Turbo LoRA ⚡
Introducing ... Faster inference with Turbo LoRA
Turbo LoRA is a new parameter-efficient fine-tuning method developed by Predibase that marries the benefits of LoRA fine-tuning with speculative decoding to predict several tokens into the future in a single step.
This proprietary fine-tuning method builds on LoRA while also improving inference throughput (measured in token generated per second) by up to 3.5x for single requests and up to 2x for high queries per second batched workloads depending on the type of the downstream task.
Note that training jobs will take longer and are priced at 2x the standard fine-tuning pricing. (See pricing)
How to train with Turbo LoRA
See which models currently support Turbo LoRA. In the FinetuningConfig, set adapter="turbo_lora"
.
# Connect a dataset
dataset = pb.datasets.from_file("/path/tldr_dataset.csv", name="tldr_dataset")
# Create an adapter repository
repo = pb.repos.create(name="news-summarizer-model", description="TLDR News Summarizer Experiments", exists_ok=True)
# Start a fine-tuning job with Turbo LoRA, blocks until training is finished
adapter = pb.adapters.create(
config=FinetuningConfig(
base_model="mistral-7b",
adapter="turbo_lora",
),
dataset=dataset,
repo=repo
)
When should I use Turbo LoRA?
Turbo LoRA is ideal for applications requiring rapid and efficient generation of long output sequences, such as document summarization, machine translation, question answering systems, code generation, creative writing, etc.

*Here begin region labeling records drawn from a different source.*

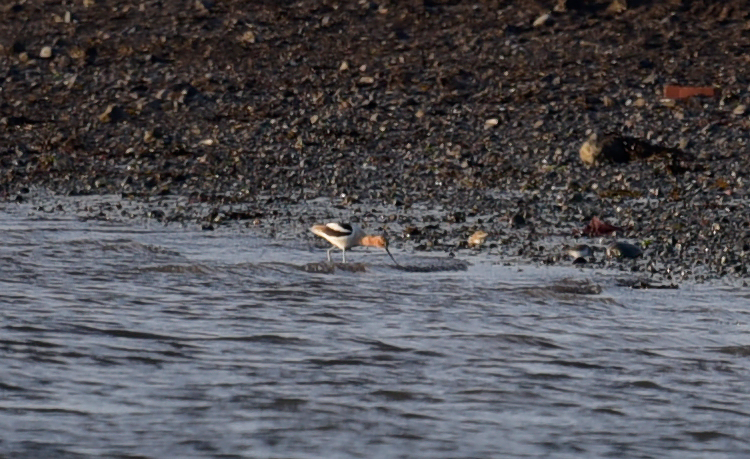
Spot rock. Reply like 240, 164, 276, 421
531, 13, 552, 27
99, 104, 125, 123
607, 242, 643, 258
357, 76, 375, 86
563, 244, 594, 260
578, 134, 630, 164
606, 0, 628, 14
664, 85, 718, 99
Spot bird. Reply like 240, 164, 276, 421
310, 223, 398, 266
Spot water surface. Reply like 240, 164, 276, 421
0, 204, 750, 458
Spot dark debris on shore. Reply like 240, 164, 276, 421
0, 0, 750, 279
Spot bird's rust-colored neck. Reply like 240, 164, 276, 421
360, 235, 388, 249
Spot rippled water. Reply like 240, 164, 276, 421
0, 204, 750, 458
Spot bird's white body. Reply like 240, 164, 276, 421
310, 223, 398, 265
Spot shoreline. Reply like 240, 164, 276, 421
0, 0, 750, 281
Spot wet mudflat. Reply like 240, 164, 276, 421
0, 204, 750, 458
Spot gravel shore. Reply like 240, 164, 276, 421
0, 0, 750, 282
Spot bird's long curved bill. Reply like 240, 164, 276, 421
385, 247, 401, 266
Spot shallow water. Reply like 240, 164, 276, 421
0, 204, 750, 458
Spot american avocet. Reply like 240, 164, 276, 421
310, 223, 398, 265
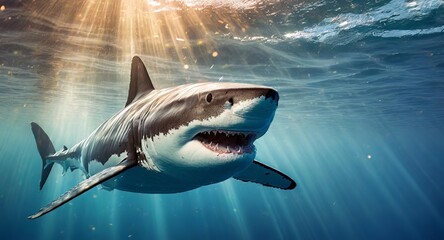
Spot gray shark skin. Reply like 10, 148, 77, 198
29, 56, 296, 219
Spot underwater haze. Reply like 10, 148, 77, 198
0, 0, 444, 240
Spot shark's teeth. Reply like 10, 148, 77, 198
195, 130, 256, 154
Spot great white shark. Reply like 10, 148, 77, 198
29, 56, 296, 219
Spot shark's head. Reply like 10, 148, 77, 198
129, 56, 279, 185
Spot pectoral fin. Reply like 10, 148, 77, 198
28, 161, 137, 219
233, 160, 296, 190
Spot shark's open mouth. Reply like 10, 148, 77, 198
194, 130, 256, 154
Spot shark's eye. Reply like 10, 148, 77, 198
207, 93, 213, 103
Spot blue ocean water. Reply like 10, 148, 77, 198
0, 0, 444, 239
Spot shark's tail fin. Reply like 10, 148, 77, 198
31, 122, 55, 190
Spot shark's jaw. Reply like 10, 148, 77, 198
141, 83, 279, 185
193, 130, 256, 155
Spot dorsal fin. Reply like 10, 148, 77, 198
125, 56, 154, 106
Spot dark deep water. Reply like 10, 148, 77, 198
0, 0, 444, 239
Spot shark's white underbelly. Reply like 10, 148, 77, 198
102, 167, 200, 193
88, 154, 203, 193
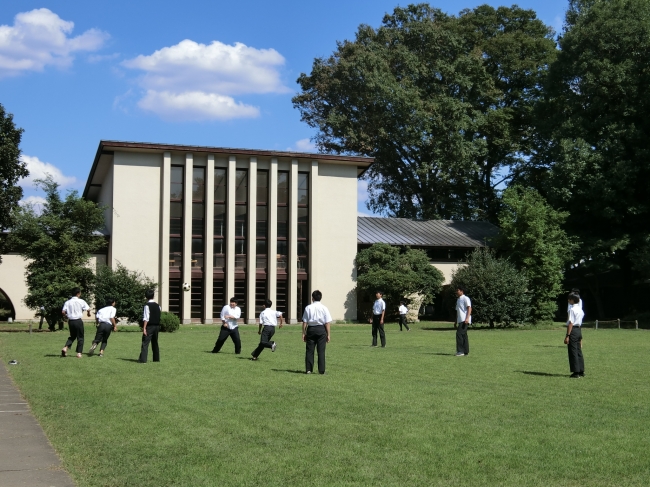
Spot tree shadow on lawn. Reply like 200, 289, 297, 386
271, 369, 305, 374
515, 370, 566, 377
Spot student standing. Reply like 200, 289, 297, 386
88, 298, 117, 357
138, 289, 161, 364
372, 291, 386, 348
212, 298, 241, 355
302, 290, 332, 374
456, 287, 472, 357
564, 293, 585, 379
61, 287, 90, 358
399, 301, 411, 331
251, 299, 282, 360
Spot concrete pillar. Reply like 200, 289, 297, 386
181, 153, 194, 324
226, 156, 237, 301
246, 157, 257, 325
287, 159, 298, 323
309, 161, 320, 295
203, 154, 214, 325
158, 152, 172, 311
267, 159, 278, 306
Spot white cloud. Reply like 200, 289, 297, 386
18, 155, 77, 188
122, 39, 290, 120
0, 8, 109, 77
287, 139, 316, 152
138, 90, 260, 121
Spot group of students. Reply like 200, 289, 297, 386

Turbo LoRA is not useful when fine-tuning for classification tasks because output sequences in classification tasks are typically short (< 10 output tokens).
Turbo LoRA adapters improve inference throughput gains with the volume of fine-tuning data. Typically, a few thousand rows of data is a good starting point to see very noticeable throughput improvements.